Surprise? Our ship uses sonar floodlights. I have been in the marine electronics business since I was old enough to carry a toolbox with my father. I checked our charter narter equipment in the morning when I passed the wheelhouse to store my equipment. The equipment is good, the installation looks clean, but I come to fish and relax, not to talk at the store. What I don’t see when I glance at the helmet is a mini keyboard tucked under a smaller monitor on the port side.

Later that day, this discovery was responsible for adding another fish to our total. By the afternoon of the second day, the captain said he wanted to take and make one more step before returning to the dock. The couple circled around the line and put the mackerel back in the living well. Just as the ship was about to head for gear, the captain quickly told his partner, “Seven o’clock … 100 feet.” directed. Thirty seconds later we were really fast on a fish. Can’t say I saw who came, but Sonar did.

There is a large measuring tape number painted on the side of the ship, just above the boot line. When a fish comes together, the captain takes the leader and pulls the fish’s head towards the bow while the pair uses a modified boat hook to lift and control the tail.

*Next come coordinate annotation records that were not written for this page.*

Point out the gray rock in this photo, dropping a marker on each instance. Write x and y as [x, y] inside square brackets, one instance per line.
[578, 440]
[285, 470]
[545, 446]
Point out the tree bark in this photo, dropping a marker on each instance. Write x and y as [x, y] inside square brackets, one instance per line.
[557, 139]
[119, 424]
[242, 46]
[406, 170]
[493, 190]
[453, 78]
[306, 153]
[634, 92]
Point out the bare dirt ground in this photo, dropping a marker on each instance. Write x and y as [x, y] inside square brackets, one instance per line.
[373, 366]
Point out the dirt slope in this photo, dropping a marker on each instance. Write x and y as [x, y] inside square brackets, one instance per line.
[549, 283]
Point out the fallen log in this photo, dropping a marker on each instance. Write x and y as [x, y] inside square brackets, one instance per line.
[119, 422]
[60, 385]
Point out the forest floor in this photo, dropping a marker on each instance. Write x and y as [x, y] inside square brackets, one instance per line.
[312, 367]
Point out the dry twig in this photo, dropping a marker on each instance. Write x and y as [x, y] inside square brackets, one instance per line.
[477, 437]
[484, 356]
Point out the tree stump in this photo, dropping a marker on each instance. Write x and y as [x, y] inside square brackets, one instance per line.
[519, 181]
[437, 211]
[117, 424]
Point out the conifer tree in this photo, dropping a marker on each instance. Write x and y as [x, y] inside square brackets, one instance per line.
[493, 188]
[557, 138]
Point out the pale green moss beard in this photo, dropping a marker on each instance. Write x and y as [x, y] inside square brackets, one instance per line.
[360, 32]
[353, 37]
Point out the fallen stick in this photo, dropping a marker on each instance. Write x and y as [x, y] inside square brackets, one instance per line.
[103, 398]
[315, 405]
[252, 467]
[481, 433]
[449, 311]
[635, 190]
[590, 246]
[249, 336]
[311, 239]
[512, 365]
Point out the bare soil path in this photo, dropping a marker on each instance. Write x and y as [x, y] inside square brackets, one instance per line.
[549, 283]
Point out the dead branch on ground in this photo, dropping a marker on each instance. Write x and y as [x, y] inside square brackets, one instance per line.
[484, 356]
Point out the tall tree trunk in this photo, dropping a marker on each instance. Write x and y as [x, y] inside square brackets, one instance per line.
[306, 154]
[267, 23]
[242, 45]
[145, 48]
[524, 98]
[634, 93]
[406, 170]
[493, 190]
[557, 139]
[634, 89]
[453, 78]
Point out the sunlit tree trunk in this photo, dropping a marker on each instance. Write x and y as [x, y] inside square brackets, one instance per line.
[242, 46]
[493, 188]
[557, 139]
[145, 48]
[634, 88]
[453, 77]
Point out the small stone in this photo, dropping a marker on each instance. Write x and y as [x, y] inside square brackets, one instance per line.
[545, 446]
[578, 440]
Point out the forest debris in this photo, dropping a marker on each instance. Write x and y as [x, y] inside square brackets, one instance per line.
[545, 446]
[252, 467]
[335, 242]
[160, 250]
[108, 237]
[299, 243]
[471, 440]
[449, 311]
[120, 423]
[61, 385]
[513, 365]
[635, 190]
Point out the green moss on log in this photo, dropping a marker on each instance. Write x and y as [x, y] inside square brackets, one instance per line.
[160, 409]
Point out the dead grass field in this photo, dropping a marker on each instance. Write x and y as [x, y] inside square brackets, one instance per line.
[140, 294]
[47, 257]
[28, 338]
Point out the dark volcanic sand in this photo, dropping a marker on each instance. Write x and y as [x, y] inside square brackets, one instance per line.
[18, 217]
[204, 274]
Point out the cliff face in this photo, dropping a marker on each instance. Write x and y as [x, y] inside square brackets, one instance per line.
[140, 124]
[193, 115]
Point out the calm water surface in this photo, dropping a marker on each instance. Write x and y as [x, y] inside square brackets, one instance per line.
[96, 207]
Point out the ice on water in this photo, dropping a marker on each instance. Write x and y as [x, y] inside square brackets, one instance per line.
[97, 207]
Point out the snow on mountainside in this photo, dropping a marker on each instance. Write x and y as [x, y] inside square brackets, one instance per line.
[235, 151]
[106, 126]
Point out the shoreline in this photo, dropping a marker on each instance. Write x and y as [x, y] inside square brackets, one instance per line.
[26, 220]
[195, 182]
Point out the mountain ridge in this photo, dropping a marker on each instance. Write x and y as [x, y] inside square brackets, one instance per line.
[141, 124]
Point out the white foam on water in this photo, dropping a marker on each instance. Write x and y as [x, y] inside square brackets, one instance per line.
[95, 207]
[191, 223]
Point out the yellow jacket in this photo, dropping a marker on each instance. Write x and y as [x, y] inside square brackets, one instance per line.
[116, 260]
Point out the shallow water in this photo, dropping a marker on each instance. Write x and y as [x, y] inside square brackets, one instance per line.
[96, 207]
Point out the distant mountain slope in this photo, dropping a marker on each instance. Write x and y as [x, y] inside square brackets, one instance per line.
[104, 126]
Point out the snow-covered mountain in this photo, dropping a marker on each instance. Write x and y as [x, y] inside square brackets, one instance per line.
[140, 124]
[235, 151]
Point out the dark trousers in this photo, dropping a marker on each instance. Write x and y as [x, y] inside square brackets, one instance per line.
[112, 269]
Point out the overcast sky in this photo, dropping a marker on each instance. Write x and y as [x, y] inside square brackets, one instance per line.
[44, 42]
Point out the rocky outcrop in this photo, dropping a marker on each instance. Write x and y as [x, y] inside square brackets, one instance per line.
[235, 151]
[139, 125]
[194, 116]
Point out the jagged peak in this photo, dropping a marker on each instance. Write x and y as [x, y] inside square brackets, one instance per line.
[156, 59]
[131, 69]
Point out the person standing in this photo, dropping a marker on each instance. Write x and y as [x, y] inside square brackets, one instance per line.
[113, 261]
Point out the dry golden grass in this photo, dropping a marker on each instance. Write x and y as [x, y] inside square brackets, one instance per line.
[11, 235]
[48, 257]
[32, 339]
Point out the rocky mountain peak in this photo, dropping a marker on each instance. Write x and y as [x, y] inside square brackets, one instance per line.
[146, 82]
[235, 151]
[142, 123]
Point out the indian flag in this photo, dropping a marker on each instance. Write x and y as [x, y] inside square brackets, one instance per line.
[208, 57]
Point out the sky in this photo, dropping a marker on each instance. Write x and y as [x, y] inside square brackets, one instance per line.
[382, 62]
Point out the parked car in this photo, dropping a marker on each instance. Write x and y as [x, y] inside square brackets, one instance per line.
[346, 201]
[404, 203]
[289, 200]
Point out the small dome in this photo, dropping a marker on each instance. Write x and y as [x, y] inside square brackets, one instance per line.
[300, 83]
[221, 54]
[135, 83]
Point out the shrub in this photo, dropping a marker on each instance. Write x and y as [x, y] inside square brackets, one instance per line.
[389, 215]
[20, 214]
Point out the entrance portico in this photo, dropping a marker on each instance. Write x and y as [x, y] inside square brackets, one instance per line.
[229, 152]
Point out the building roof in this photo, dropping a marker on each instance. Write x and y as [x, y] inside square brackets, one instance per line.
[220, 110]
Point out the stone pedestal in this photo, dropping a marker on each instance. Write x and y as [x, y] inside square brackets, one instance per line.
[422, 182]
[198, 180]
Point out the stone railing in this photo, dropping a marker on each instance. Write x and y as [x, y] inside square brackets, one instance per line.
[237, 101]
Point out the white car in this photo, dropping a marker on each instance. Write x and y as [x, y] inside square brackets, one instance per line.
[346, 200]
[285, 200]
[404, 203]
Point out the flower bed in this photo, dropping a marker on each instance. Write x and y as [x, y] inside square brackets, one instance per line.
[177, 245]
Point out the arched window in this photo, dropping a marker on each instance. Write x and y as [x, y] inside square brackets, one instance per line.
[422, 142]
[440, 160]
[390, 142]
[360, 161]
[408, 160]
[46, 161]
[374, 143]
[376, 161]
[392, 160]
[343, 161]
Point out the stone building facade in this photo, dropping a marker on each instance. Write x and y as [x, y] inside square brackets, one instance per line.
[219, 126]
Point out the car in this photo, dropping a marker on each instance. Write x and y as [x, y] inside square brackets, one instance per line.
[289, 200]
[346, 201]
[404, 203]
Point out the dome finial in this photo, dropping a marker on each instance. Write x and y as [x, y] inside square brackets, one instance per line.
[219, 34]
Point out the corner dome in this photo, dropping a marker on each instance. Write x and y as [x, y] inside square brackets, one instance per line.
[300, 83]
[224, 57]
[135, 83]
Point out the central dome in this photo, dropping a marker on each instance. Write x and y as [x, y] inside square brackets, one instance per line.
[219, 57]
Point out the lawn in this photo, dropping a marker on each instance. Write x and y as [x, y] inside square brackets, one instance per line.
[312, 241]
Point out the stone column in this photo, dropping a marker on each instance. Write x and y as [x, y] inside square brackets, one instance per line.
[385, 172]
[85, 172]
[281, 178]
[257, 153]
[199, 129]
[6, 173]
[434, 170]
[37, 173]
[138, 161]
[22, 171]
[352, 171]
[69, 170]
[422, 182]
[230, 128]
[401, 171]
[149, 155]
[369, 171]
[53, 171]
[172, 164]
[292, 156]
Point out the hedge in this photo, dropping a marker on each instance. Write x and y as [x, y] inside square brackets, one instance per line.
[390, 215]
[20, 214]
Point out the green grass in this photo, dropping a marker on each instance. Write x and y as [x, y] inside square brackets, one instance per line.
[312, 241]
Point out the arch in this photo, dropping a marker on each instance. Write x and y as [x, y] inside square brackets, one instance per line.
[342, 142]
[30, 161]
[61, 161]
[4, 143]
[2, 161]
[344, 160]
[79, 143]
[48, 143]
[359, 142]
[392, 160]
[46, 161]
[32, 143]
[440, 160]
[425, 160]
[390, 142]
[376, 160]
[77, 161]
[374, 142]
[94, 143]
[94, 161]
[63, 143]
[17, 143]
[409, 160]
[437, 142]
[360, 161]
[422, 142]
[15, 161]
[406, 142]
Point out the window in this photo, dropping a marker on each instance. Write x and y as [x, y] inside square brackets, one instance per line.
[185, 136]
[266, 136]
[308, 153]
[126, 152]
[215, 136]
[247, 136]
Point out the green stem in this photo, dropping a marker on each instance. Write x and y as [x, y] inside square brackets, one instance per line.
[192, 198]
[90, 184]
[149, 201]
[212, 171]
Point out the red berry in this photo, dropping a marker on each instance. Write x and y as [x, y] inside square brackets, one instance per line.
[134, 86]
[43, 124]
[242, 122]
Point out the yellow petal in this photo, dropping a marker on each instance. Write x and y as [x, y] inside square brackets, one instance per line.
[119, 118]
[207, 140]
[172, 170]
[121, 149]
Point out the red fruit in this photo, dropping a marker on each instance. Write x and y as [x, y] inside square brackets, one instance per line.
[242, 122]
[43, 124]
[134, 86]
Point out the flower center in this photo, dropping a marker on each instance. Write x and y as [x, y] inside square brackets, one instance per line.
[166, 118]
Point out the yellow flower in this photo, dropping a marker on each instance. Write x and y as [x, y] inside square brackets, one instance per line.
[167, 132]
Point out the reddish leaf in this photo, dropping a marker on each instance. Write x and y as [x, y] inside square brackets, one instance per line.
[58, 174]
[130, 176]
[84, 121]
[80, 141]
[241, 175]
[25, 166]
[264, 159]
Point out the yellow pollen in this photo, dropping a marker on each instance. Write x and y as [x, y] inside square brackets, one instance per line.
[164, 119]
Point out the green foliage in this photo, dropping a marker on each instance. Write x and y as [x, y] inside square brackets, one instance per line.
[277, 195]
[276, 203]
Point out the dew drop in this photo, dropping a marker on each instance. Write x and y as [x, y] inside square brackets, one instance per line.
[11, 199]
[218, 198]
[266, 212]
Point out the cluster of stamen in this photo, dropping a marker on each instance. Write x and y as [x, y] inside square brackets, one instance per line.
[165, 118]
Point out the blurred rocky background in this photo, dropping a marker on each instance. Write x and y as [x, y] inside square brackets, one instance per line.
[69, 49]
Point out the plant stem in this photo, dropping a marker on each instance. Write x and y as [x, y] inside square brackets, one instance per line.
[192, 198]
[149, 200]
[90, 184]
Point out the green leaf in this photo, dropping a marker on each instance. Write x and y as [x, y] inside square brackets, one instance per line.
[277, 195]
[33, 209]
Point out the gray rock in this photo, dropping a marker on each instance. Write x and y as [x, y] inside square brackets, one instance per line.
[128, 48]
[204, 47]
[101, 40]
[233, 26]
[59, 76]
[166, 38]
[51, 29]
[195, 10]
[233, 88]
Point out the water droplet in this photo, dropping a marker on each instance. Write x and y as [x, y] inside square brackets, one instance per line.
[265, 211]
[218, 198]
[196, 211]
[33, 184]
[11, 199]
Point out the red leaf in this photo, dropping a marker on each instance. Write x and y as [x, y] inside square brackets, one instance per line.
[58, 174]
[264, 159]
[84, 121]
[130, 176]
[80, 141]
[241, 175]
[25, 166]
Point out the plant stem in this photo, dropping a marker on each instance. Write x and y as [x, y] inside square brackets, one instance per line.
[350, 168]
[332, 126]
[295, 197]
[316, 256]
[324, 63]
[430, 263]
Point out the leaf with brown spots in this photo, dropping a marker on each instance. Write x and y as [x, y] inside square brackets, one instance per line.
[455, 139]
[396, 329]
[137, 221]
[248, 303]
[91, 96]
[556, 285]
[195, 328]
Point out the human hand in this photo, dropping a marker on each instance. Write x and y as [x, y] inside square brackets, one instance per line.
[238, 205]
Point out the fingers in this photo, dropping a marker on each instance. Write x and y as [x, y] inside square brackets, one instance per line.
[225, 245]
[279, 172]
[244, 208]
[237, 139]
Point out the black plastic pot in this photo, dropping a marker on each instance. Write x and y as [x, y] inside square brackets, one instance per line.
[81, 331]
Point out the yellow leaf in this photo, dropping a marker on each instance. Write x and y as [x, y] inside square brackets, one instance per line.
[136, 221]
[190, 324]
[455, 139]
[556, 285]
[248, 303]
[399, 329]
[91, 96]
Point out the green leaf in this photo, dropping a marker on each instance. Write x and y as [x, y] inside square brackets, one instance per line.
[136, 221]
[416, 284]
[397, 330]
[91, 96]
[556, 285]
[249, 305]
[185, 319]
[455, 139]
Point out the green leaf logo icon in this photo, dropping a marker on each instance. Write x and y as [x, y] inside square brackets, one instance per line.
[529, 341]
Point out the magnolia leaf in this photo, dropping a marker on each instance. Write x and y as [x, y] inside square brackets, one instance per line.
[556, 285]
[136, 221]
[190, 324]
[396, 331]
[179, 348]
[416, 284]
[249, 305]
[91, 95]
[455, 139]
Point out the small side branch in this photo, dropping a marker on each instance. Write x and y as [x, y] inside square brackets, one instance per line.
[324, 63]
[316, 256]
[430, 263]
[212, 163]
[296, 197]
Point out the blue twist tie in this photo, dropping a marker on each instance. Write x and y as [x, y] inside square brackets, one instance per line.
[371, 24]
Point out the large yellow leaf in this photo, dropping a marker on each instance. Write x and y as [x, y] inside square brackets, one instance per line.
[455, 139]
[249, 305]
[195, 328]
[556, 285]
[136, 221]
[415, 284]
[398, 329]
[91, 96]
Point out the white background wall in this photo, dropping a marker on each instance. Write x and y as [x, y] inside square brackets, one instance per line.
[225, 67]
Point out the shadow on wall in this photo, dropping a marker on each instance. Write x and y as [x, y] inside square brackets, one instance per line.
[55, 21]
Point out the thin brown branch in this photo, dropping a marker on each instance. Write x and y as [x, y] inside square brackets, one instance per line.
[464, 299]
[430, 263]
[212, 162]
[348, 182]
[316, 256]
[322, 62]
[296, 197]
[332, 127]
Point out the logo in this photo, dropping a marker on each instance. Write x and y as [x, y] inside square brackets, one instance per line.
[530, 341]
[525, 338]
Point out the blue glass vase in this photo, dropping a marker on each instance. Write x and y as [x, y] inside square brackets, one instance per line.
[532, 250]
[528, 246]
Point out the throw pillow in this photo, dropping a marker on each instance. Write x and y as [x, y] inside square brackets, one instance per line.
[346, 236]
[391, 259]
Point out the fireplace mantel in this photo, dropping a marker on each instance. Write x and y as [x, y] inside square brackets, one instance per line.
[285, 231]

The aim is to put the fish next to the ship for length measurement, insertion of tags, photos and for the fish to be revived when the boat returns to gear. My biggest fish is 112 inches, which translates to around 800 pounds, according to a Canadian fishery length / weight ratio chart. This fish is well-fed and round. For the captain’s eye, it might be weighed in the middle 800-pound range. It took about two minutes to revive the giant. As soon as the fish’s tail began to beat, I grabbed the captain’s instructions and cut off the leader.

Anything for a Buck is a 45-foot Down East working boat built by Hustler Fiberglass Boats, a local company. It is powered by a Cummins diesel which drives it in the 20 to 22-node range. Our captain, Tony MacDonald, operates a fleet of six chartered ships during the blue fin season. Our partner is a young island who is very competent. Captain Buck runs charters in the season and works as a volunteer firefighter at the end of the season. He is personable, capable, and always in control. He never once raised his voice. And he and his partner work hard for us. There were three of us on board, but we could easily handle six. Anything to Buck is not clean, new fishing gear and in very good repair. The charter fee is $ 1,250 a day, including lobster salad sandwiches for lunch and fresh salted scallops for snacks. I take one full bowl. That is cradle-to-grave treatment.

There aren’t many inns in this area. We stayed at the Johnson Shore Inn, a 12 room B&B, for $ 160 per night ($ 195 with a three course gourmet dinner), which is located about 20 minutes from the marina. The innkeepers, Mel Stephens and Dave Dixon, run first-class operations, with views of the water that rival Nantucket. Dave woke up before 5:30 every morning, brewed us coffee and cooked a delicious breakfast. When we returned at 5 pm, we were given the main cocktail, celebrating the success of our day. Late at night, after the finer inn guest went to bed, Mel would open a bottle of his personal spare whiskey, slap her on the end table and say, “Tell me about yourself, son.” -earth. For more information:, (902) 357-2207.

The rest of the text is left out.